Isso explica por que setores ligados ao comércio eletrônico — como marketing de performance, gestão de marketplaces, atendimento omnichannel e análise de métricas — estão entre os que mais rapidamente incorporam inteligência artificial.


A nova dinâmica entre humanos e máquinas

Outro ponto importante do estudo é que o impacto da IA não acontece de forma uniforme entre as profissões. Segundo a Anthropic, empregos com salários médios — normalmente ligados a atividades cognitivas e administrativas — tendem a ser os mais influenciados pela automação baseada em IA.
Já profissões com forte componente manual ou presencial ainda apresentam menor impacto direto.
Essa dinâmica reforça uma tendência já apontada por outros estudos globais. O relatório Future of Jobs 2023, do World Economic Forum, estima que 44% das habilidades necessárias para os empregos atuais deverão mudar até 2027 em função da adoção de novas tecnologias, incluindo inteligência artificial.

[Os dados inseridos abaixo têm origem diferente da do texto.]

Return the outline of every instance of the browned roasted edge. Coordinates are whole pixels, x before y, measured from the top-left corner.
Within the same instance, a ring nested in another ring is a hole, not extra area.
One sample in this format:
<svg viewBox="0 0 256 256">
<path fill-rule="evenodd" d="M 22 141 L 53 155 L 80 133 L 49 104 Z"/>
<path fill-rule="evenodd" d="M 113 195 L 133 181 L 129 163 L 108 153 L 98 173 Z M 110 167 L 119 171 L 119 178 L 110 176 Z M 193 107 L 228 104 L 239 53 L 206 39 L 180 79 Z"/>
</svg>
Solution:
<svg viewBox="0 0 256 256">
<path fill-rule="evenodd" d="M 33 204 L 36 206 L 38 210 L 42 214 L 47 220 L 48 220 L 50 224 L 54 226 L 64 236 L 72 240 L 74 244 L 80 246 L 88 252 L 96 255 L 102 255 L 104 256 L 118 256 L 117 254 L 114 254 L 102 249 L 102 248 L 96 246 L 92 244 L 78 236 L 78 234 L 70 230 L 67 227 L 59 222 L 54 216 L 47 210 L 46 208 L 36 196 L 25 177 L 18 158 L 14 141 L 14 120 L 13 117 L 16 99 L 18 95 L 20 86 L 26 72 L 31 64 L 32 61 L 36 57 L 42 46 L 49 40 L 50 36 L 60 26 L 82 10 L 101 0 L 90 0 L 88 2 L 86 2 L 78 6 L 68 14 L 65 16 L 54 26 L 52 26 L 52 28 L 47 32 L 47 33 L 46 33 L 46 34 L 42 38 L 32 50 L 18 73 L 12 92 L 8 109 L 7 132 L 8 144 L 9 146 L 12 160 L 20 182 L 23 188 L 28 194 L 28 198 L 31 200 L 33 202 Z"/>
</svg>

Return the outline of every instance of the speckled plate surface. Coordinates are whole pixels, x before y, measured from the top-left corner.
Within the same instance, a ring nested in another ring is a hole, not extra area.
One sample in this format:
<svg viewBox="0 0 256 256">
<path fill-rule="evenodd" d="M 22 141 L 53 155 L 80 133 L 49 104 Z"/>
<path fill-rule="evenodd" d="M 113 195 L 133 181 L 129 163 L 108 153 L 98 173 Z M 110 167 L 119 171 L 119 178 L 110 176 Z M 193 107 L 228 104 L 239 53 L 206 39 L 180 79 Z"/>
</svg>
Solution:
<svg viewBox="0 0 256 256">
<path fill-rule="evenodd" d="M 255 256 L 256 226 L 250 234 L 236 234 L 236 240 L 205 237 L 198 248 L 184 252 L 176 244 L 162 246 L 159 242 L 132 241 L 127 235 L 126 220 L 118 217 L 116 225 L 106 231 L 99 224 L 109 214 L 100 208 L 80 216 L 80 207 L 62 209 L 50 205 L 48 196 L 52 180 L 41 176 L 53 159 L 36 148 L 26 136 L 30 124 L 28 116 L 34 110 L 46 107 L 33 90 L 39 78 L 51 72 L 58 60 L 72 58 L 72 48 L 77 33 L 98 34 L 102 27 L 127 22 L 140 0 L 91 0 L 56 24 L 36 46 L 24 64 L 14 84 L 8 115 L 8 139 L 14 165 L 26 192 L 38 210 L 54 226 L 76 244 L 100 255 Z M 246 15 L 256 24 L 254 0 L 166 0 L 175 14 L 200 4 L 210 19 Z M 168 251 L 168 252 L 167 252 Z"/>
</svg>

O que isso significa para o e-commerce

No ecossistema do e-commerce, o impacto da inteligência artificial já pode ser observado em diversas áreas. Entre as aplicações mais comuns estão:

- Atendimento automatizado
Chatbots e assistentes virtuais já conseguem resolver grande parte das demandas de clientes sem intervenção humana.

- Produção de conteúdo e marketing
Ferramentas de IA ajudam a gerar descrições de produtos, textos publicitários e campanhas de mídia com maior velocidade.

- Análise de dados e previsão de demanda
Algoritmos são capazes de identificar padrões de consumo e antecipar tendências de compra.


- Gestão de anúncios e campanhas
Plataformas de mídia já utilizam inteligência artificial para otimizar lances, segmentação e criativos.

Segundo a consultoria McKinsey, a inteligência artificial generativa pode adicionar entre US$ 2,6 trilhões e US$ 4,4 trilhões por ano à economia global, sendo marketing, vendas e atendimento ao cliente algumas das áreas com maior potencial de ganho de produtividade.


A transformação do perfil profissional no comércio digital


Se por um lado a inteligência artificial automatiza tarefas, por outro ela cria novas demandas por habilidades.
Profissionais do comércio eletrônico precisarão cada vez mais desenvolver competências como:
- análise estratégica de dados
- pensamento crítico
- interpretação de insights gerados por IA
- gestão de ferramentas digitais
- criação de estratégias orientadas por tecnologia

Em outras palavras, o valor do profissional não estará apenas na execução operacional, mas na capacidade de interpretar, decidir e criar estratégias a partir da informação disponível.


A IA como vantagem competitiva para empresas digitais

Empresas que conseguem integrar inteligência artificial de forma estratégica tendem a obter ganhos significativos de produtividade.
No comércio eletrônico, isso pode se traduzir em:
- campanhas de marketing mais eficientes
- melhor experiência do cliente
- decisões baseadas em dados em tempo real
- operações mais enxutas e escaláveis

Por isso, a discussão sobre IA deixou de ser apenas tecnológica. Ela passou a fazer parte da estratégia de negócios.


Conclusão: o futuro do trabalho será híbrido

O estudo da Anthropic reforça uma visão que vem ganhando força globalmente: a inteligência artificial não está simplesmente substituindo trabalhadores — ela está redefinindo a forma como o trabalho é realizado.
No e-commerce, onde dados, tecnologia e velocidade são fatores críticos, essa transformação tende a acontecer de forma ainda mais acelerada.
Empresas que souberem combinar capacidade humana com inteligência artificial terão mais condições de inovar, escalar operações e competir em um mercado digital cada vez mais sofisticado.
O futuro do trabalho no comércio eletrônico, portanto, não será apenas humano ou apenas automatizado.
Ele será colaborativo entre pessoas e máquinas.